This sentiment was strengthened by the reflection that she was unworthy of his regard. She had, of set purpose, lied to him, denied that she was the friend of his early youth. True, he had previously insulted her, but, considering the circumstances, he had every excuse for his behaviour. He certainly led a fast life, but, if anything, Mavis the more admired him for this symptom of virility; she also dimly believed that such conduct qualified him to win a wife who, in every respect, was above reproach. She was poor and friendless, she again reflected. Above all, she had lied to him. She was hopelessly unworthy of one who, in obedience to the sentimental whim she had inspired, seemed contemptuous of his future. She would be worse than she already was, if she countenanced a course of action full of such baleful possibilities for himself. Almost before she knew what she was doing, she kissed him lightly on the cheek, and snatched the violets he was wearing in his coat, before slipping away, to lose herself in the fog.
A GOOD SAMARITAN
Mavis heard him calling her name, first one way, then another; once, he approached and came quite near her, but he changed his direction, to pass immediately out of her ken.

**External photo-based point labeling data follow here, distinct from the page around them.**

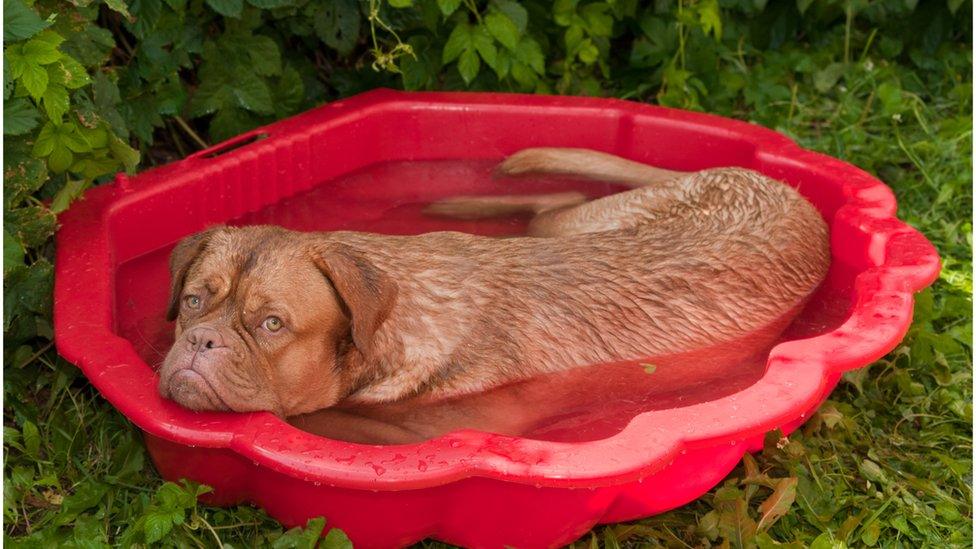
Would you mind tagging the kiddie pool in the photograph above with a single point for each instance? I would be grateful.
(468, 488)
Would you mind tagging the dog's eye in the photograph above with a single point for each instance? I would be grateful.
(272, 324)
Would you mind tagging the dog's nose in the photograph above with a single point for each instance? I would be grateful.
(202, 339)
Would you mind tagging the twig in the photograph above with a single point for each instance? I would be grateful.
(34, 356)
(186, 127)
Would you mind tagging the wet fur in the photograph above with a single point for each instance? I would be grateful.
(684, 260)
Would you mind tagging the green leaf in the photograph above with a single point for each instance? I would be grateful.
(227, 8)
(86, 495)
(288, 92)
(119, 6)
(515, 12)
(124, 153)
(710, 18)
(270, 4)
(43, 48)
(871, 533)
(55, 101)
(69, 73)
(156, 526)
(337, 24)
(60, 159)
(448, 6)
(253, 93)
(212, 94)
(67, 194)
(598, 21)
(459, 40)
(32, 437)
(229, 122)
(469, 65)
(485, 46)
(503, 29)
(35, 80)
(264, 54)
(778, 503)
(13, 252)
(20, 22)
(19, 116)
(588, 52)
(826, 78)
(530, 53)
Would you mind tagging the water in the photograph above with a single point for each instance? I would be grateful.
(587, 403)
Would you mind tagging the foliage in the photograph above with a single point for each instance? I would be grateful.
(93, 87)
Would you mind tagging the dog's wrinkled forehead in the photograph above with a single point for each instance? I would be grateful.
(252, 268)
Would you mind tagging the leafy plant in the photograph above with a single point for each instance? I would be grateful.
(94, 87)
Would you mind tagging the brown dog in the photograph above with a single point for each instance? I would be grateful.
(269, 319)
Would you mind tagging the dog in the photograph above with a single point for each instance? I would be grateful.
(274, 320)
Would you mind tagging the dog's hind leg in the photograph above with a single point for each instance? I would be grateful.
(483, 207)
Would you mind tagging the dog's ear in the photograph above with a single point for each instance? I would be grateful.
(180, 261)
(367, 294)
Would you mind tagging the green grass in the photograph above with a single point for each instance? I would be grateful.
(886, 462)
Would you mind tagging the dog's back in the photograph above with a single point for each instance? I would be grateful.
(682, 261)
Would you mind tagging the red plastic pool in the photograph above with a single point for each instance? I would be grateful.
(370, 163)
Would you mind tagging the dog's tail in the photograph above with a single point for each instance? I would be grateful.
(583, 164)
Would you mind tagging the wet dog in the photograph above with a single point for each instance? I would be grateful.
(289, 322)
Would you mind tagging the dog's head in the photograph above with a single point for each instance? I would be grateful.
(266, 319)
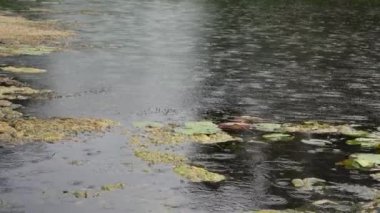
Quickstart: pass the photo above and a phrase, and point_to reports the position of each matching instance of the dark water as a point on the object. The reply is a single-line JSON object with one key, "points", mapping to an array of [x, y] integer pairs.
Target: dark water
{"points": [[174, 60]]}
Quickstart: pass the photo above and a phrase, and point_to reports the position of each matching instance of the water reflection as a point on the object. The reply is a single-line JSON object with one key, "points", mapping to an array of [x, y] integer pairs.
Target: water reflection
{"points": [[188, 60]]}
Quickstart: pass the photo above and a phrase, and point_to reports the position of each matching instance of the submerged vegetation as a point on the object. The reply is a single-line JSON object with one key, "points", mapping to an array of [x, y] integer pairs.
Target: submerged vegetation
{"points": [[20, 36]]}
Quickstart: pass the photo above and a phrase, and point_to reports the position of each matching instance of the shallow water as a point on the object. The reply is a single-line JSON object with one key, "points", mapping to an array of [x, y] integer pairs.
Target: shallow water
{"points": [[191, 60]]}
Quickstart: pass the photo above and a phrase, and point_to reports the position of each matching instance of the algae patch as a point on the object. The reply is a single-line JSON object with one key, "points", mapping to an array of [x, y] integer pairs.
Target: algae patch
{"points": [[27, 70], [199, 132], [56, 129], [20, 36], [197, 174], [155, 157], [362, 161]]}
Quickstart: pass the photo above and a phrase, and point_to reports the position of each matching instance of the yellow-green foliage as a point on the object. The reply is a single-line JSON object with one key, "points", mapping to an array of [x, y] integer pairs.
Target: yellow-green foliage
{"points": [[197, 174], [55, 129], [155, 157]]}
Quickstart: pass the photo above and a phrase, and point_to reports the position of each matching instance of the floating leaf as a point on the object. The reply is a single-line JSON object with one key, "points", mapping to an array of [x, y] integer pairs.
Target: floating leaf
{"points": [[198, 127], [365, 142], [324, 202], [267, 127], [29, 70], [197, 174], [349, 131], [316, 142], [276, 137], [362, 161], [310, 127], [155, 157], [308, 184]]}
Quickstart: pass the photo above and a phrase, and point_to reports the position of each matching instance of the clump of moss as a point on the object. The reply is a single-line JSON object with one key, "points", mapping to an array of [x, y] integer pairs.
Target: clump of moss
{"points": [[154, 157], [197, 174], [172, 134], [28, 70], [21, 36], [56, 129], [19, 93]]}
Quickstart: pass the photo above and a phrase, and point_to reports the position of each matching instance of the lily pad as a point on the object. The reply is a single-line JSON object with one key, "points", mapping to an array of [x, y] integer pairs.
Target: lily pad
{"points": [[310, 127], [361, 161], [197, 174], [316, 142], [277, 137], [198, 127], [308, 184], [29, 70], [267, 127], [365, 142]]}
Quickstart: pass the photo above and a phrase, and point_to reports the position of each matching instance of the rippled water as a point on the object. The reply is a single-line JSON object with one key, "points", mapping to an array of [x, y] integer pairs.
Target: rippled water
{"points": [[187, 60]]}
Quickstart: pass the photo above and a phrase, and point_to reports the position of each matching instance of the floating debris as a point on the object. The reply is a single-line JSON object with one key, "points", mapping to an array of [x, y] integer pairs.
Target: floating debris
{"points": [[375, 176], [81, 194], [234, 126], [268, 127], [198, 132], [316, 142], [197, 174], [112, 187], [154, 157], [56, 129], [198, 128], [19, 93], [20, 36], [365, 142], [278, 137], [309, 184], [27, 70], [362, 161], [27, 50], [147, 124]]}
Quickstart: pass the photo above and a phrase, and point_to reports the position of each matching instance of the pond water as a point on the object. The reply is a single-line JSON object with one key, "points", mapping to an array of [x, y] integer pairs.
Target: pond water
{"points": [[173, 61]]}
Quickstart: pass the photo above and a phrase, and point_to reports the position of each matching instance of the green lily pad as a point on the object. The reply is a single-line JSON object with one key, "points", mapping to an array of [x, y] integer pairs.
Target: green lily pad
{"points": [[197, 174], [365, 142], [147, 124], [28, 70], [267, 127], [310, 127], [361, 161], [277, 137], [308, 184], [316, 142], [198, 127], [80, 194]]}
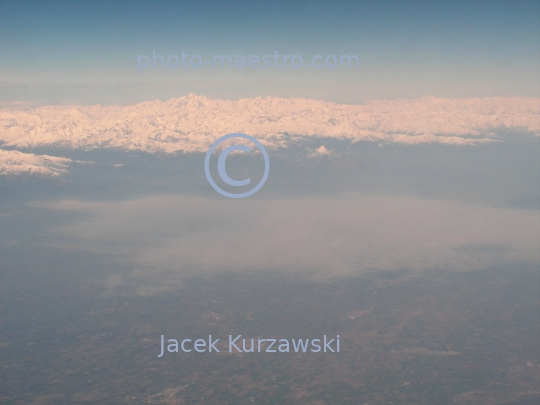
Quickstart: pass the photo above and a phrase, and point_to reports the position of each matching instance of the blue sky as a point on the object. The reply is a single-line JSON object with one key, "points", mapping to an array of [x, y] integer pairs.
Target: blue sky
{"points": [[86, 52]]}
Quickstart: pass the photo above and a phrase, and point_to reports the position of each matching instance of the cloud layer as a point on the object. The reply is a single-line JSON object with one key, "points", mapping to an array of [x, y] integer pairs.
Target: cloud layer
{"points": [[173, 236]]}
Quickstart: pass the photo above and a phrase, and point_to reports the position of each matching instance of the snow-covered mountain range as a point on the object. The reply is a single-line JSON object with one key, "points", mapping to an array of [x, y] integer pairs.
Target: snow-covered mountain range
{"points": [[13, 162], [192, 123]]}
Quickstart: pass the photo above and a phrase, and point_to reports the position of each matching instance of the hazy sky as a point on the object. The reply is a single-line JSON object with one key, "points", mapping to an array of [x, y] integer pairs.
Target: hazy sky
{"points": [[86, 52]]}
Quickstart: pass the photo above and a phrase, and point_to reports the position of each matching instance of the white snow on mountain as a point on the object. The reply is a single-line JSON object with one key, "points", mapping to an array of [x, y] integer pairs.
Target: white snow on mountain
{"points": [[192, 123], [13, 162]]}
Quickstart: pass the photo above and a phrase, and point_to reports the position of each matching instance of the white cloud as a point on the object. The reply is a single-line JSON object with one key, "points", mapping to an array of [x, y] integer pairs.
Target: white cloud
{"points": [[163, 236]]}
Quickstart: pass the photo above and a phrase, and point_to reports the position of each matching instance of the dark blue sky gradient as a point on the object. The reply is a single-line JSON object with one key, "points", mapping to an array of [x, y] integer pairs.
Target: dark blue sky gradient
{"points": [[68, 51]]}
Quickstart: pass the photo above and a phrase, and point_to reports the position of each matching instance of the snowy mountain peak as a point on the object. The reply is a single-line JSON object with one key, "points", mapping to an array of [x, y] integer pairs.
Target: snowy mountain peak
{"points": [[193, 122]]}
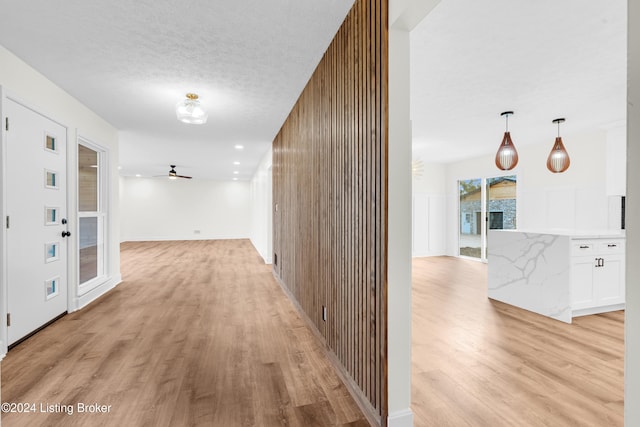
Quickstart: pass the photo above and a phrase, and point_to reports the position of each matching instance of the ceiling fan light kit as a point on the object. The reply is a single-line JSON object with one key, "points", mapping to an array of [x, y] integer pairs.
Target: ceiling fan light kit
{"points": [[174, 175], [189, 110], [507, 156]]}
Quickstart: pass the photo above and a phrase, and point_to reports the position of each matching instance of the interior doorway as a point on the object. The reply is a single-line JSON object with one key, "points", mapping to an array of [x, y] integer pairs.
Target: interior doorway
{"points": [[484, 204]]}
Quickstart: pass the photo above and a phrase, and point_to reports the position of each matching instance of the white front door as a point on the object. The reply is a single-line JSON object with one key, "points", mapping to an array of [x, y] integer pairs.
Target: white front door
{"points": [[36, 208]]}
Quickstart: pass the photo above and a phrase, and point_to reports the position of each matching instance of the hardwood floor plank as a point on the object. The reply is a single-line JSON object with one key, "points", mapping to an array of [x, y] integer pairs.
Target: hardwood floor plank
{"points": [[481, 362], [198, 334]]}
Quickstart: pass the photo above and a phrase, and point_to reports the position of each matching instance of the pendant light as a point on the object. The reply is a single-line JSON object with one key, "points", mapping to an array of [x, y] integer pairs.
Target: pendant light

She then hurried in the direction of what she believed to be Hammersmith; she could not know for certain, as the fog increased in intensity every minute. Her mind was too confused to ask anyone if she were going the right way, even if she had cared to know, which, at present, she did not. She was seized with a passion for movement, anything to distract her mind from the emotions possessing it. One moment, she blamed herself for having left Windebank as she had done; the next, she told herself and tried hard to believe that she had done the best conceivable thing under the circumstances.

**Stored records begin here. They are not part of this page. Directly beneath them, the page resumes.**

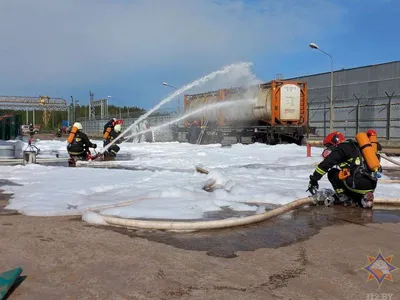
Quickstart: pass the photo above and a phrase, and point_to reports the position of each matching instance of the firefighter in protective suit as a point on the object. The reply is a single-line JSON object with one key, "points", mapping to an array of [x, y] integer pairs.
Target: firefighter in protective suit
{"points": [[347, 171], [80, 144], [114, 149]]}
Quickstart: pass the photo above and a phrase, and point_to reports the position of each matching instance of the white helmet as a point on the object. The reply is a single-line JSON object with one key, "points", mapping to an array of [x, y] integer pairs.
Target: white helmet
{"points": [[117, 128], [78, 125]]}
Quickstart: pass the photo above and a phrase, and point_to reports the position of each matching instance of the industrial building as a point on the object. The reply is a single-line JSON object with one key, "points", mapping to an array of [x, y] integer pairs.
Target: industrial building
{"points": [[363, 97]]}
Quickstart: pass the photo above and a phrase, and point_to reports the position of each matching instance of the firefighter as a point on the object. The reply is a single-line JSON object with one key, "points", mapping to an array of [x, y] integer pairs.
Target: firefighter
{"points": [[79, 143], [347, 171], [110, 123], [114, 149], [31, 130], [194, 133]]}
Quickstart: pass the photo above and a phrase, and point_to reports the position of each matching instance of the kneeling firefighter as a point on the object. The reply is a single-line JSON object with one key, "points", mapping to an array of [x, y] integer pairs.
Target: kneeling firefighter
{"points": [[352, 166], [79, 143], [109, 137]]}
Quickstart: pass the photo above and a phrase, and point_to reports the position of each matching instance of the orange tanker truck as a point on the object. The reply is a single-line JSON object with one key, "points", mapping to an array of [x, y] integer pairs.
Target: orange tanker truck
{"points": [[271, 113]]}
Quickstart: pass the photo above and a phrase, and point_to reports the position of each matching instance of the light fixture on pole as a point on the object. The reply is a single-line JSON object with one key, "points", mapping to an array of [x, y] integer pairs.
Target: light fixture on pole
{"points": [[179, 104], [315, 46]]}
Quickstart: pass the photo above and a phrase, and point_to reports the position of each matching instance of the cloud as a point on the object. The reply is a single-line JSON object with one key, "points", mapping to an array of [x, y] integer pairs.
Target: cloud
{"points": [[69, 42]]}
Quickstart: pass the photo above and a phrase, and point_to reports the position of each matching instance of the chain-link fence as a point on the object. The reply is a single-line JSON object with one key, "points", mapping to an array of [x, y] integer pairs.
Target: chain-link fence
{"points": [[358, 114]]}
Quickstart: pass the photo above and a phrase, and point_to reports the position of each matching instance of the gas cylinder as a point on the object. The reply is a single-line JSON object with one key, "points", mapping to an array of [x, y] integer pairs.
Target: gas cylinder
{"points": [[367, 151], [72, 134]]}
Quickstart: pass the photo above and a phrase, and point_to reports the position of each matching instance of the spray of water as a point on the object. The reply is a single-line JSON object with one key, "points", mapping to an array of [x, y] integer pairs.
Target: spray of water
{"points": [[199, 110], [178, 92]]}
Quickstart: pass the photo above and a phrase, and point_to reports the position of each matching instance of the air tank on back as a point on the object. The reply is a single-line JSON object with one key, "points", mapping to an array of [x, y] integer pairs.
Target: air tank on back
{"points": [[273, 102]]}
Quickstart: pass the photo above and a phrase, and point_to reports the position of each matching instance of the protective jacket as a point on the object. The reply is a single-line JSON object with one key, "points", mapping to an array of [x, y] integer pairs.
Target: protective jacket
{"points": [[347, 156]]}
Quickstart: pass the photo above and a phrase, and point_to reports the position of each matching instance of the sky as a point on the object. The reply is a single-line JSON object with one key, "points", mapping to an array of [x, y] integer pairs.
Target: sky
{"points": [[126, 49]]}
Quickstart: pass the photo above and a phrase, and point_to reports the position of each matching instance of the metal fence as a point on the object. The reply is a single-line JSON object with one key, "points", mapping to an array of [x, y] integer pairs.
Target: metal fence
{"points": [[358, 114]]}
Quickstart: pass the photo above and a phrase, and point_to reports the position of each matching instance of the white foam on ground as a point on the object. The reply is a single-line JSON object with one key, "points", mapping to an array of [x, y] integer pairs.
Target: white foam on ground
{"points": [[171, 188]]}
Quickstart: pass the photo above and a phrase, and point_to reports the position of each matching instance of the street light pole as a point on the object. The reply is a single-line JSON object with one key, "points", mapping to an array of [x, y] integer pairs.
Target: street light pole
{"points": [[179, 104], [315, 46]]}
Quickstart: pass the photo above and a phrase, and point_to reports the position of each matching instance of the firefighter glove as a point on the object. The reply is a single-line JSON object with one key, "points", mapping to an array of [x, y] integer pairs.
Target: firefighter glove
{"points": [[312, 185]]}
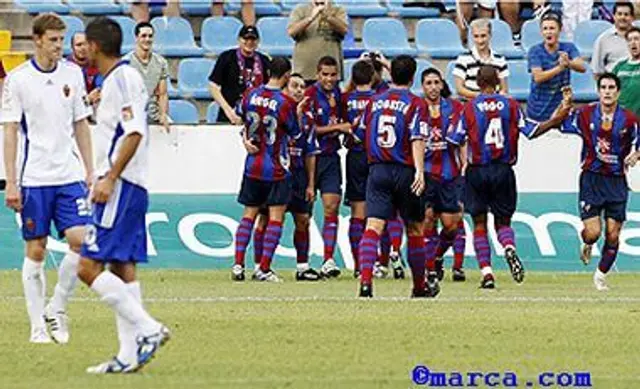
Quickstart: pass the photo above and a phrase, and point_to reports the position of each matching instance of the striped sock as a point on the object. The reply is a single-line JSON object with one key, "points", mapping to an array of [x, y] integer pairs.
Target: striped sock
{"points": [[609, 254], [394, 227], [458, 246], [481, 246], [506, 237], [430, 243], [367, 255], [329, 235], [416, 254], [258, 238], [301, 243], [271, 240], [243, 236], [356, 229], [385, 247]]}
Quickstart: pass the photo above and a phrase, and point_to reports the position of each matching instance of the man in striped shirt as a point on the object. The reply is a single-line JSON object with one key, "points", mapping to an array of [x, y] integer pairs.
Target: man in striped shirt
{"points": [[467, 64]]}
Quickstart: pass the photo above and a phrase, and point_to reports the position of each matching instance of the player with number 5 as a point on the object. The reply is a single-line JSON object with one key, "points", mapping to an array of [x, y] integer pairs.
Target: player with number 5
{"points": [[491, 124]]}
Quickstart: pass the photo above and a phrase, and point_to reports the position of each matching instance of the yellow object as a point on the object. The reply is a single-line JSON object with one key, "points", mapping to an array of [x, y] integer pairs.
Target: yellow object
{"points": [[5, 40], [12, 59]]}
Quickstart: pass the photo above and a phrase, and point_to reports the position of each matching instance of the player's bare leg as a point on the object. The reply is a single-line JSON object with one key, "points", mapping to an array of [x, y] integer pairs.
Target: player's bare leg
{"points": [[271, 240], [119, 289], [591, 231], [506, 237], [331, 203], [34, 282], [301, 242], [242, 239], [356, 229], [609, 254]]}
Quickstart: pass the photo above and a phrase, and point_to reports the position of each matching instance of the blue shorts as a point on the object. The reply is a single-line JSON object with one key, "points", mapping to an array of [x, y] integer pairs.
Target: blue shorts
{"points": [[491, 188], [603, 193], [66, 205], [443, 196], [257, 193], [357, 173], [389, 191], [329, 174], [118, 232]]}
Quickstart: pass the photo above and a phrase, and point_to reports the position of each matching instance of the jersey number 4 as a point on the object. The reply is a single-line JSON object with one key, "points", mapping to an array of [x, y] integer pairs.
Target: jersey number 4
{"points": [[494, 135]]}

She walked quickly, careless to where her footsteps led her, as if hurrying from, or to Windebank’s side; she was not certain which she desired. She had walked for quite twenty minutes when she was brought up short by a blow on the forehead. Light flashed in her eyes; she put out her arms to save herself from a fall. She had walked into a tree, contact with which had bruised her face and torn skin from her forehead. Pain and dizziness brought her to the realisation of the fact that it was late, and that she was penniless; also, that she was unaware of her whereabouts. She resolved to get back to her lodging with as little delay as possible. She groped about, hoping to find someone who would tell her where she was and direct her to Kiva Street. After some minutes, she all but walked into a policeman, who told her how she was near the King’s Road, Chelsea, also how to get to her destination. She hastened on, doing her utmost to follow his directions. This was not easy, the fog and the pain in her head both confusing her steps. Once or twice, she was almost overcome by faintness; then, she was compelled to cling to railings for support until she had strength to continue her way.